24

QUINCANNON

Knuckles on the door of E. J. Crabb’s car produced no response. Neither did a brace of shouts. But Crabb and his horse were still here, and he was up and about now: thin ribbons of smoke drifted from the stovepipe to mingle with the tendrils of fog. Quincannon used his left fist on the door, at the same time raising his call of the man’s name to a tolerable bellow. This finally brought results. The door jerked open and there Crabb stood, wearing a pair of loose-fitting long johns and his dim shoebutton eyes narrowed to a glare.

“You,” he said. “What do you want?”

Quincannon said bluntly, “One of your neighbors was murdered last night.”

“What? Who was murdered?”

“Lucas Whiffing.”

“The hell you say. Who done it?”

“From all appearances, the Carville ghost.”

Crabb backed up a step, his eyes widening. “The … ghost? It walked again last night?”

“Same time and place as before. You didn’t see it?”

“Not me. Once was enough. Ever since that time I bolt my door, shutter all the windows, and sleep with a weapon close to hand.”

“That Bisley Colt of yours, eh?”

“That’s right. Not that it’s any of your business.”

“Heard nothing, either, around midnight?”

“Just the wind. Where’d it happen?”

“On the dunes beyond the abandoned cars.”

“How?”

“Shot, clean through the gizzard.”

“Huh?” Crabb said. “How can a damned ghost shoot somebody?”

“A ghost didn’t. A man did.”

“What man? Who’d want to kill the Whiffing kid?”

“Who indeed?” Quincannon hunched his shoulders in a mock shiver. “Cold out here, Mr. Crabb. Mind if I come inside?”

“… What for?”

“Stove warmth. And if that’s brewing coffee I smell, a cup to warm my innards would be welcome. You don’t object to being neighborly, do you?”

“You ain’t a neighbor.”

“I am temporarily. Staying with the Meekers, as I told you yesterday.”

Crabb hesitated a few seconds later, finally backed up to allow Quincannon to enter, and shut the door behind him. The interior of the car was meagerly furnished: a cot, a scarred table, a three-legged stool, an unpainted cabinet, a soot-blackened woodstove with a pile of driftwood beside it, and a scarred saddle and bridle for the horse outside. Clothing, dishes, utensils, and glasses, all of them unwashed and giving off a fetid scent, were strewn helter-skelter throughout. The Bisley Colt in its holster lay draped across the foot of the cot. There was nothing else of interest in sight.

Quincannon said, “Pleasant little nest you’ve made for yourself.”
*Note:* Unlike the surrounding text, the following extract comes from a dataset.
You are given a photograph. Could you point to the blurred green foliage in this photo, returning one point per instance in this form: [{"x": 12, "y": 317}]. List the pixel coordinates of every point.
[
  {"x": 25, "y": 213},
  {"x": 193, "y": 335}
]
The irony was lost on Crabb. “Yeah, it’s all right.” He went to the stove where a tin coffeepot was heating, found a cup that was no doubt dirty, and splashed dark brown liquid into it. Quincannon made no move to take the cup from him, so Crabb set it down on the table.

“Now, then,” Quincannon said. “To business.”

“Business? What business? Thought you wanted the stove and coffee.”

“The business of Lucas Whiffing’s murder. Among other things.”

“I don’t know nothing about that. I told you, I spent last night locked inside this here car.”

“No, you didn’t, not all of it. You spent an hour or two before midnight lying in wait on one of the dunes, with that cocked Bisley in your hand.”

The hard glare was back in Crabb’s eyes. “What would I do that for?”

“To lay the Carville ghost once and for all.”

“You don’t make no sense, mister. Spook stuff scares the bejesus out of me. Ask Meeker, ask that old coot in the coffee saloon — they’ll tell you.”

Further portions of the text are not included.